Less common symptoms include:
-
Cardiac arrhythmias.
-
Myalgia.
-
Arthralgia.
-
Electric shock-like sensations.
-
Balance difficulties.
Due to various discontinuation symptoms, it is recommended to taper the dosage gradually over several weeks to months.
Black Box Warning:
Citalopram hydrobromide is associated with worsening depression symptoms and suicidal tendencies, especially in children, adolescents, and adults younger than 24 years. Therefore, patients of any age who start therapy with Citalopram must be closely monitored for unusual changes in behavior, clinical worsening, or suicidal tendency. Treatment-emergent suicidal ideation (TESI) is of more concern in younger patients. However, compared to patients on tricyclic antidepressants, or SSRIs, the suicidal tendency was less in patients on Citalopram.
Monitoring:
Before Treatment:
-
Patients must be evaluated for electrolyte levels, especially sodium and potassium. Also, periodic reevaluation during treatment is necessary for patients at risk for electrolyte imbalance.
-
Patients should be regularly monitored for QT prolongation. ECG is required for patients with congenital long QT syndrome, bradycardia, recent acute myocardial infarction, hypomagnesemia, hypokalemia, uncompensated heart failure, or concurrent use of other QT-prolonging drugs.
During Treatment:
-
During the initial months of therapy or when there is a change in dosage, patients must be regularly monitored for unusual changes in behavior, worsening of depression, or suicidal tendencies. Weekly appointments are recommended during the first month, followed by alternate weeks the next month and every three months after that.
-
Weight, height, and growth must be monitored regularly in children and adolescents.
-
According to Beer's criteria, sodium levels must be monitored closely in elderly patients above 65 years during the initiation of treatment and when adjusting the dosage.
Toxicity:
Studies have shown no toxicity, even up to doses of 100 mg. However, there was a risk of developing serotonin hyperactivity even at therapeutic doses when used concomitantly with another serotonergic medication.

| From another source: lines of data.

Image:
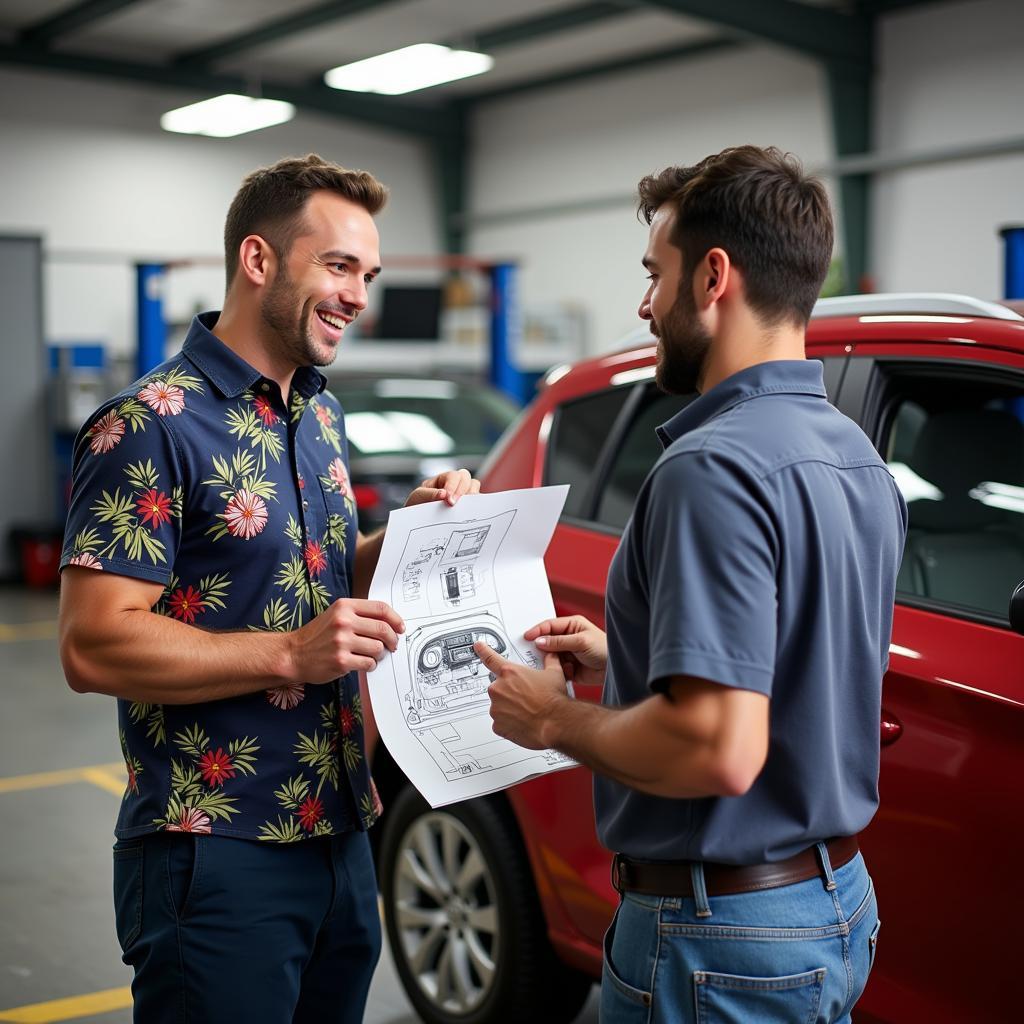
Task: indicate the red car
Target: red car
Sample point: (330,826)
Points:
(496,908)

In cases of intentional overdose, where up to 600 mg of Citalopram has been ingested, cardiac monitoring for up to eight hours is mandatory. In the post-observation period, the patient can be discharged if the patient has QTc less than 450 milliseconds and is asymptomatic. However, if the QTc is more than 450 milliseconds, continued monitoring in an inpatient setting is necessary.
Storage and Handling:
Citalopram is available in dosages of 10 mg, 20 mg, and 40 mg.
-
10 mg tablets are available in a bottle of 100 tablets. They are beige in color, oval, and film-coated, with an imprint "FP" on one side and "10 mg" on the other.
-
20 mg (10 x 10 unit dose) tablets are available in a bottle of 100 tablets. They are pink in color, oval, scored, and film-coated. The imprint on the scored side has "F" on the left side and "P" on the right side. The imprint on the non-scored side has "20 mg".
-
40 mg (10 x 10 unit dose) tablets are available in a bottle of 100 tablets. They are white, oval, scored, and film-coated. The imprint on the scored side has "F" on the left side and "P" on the right side. Imprint on the non-scored side with "40 mg".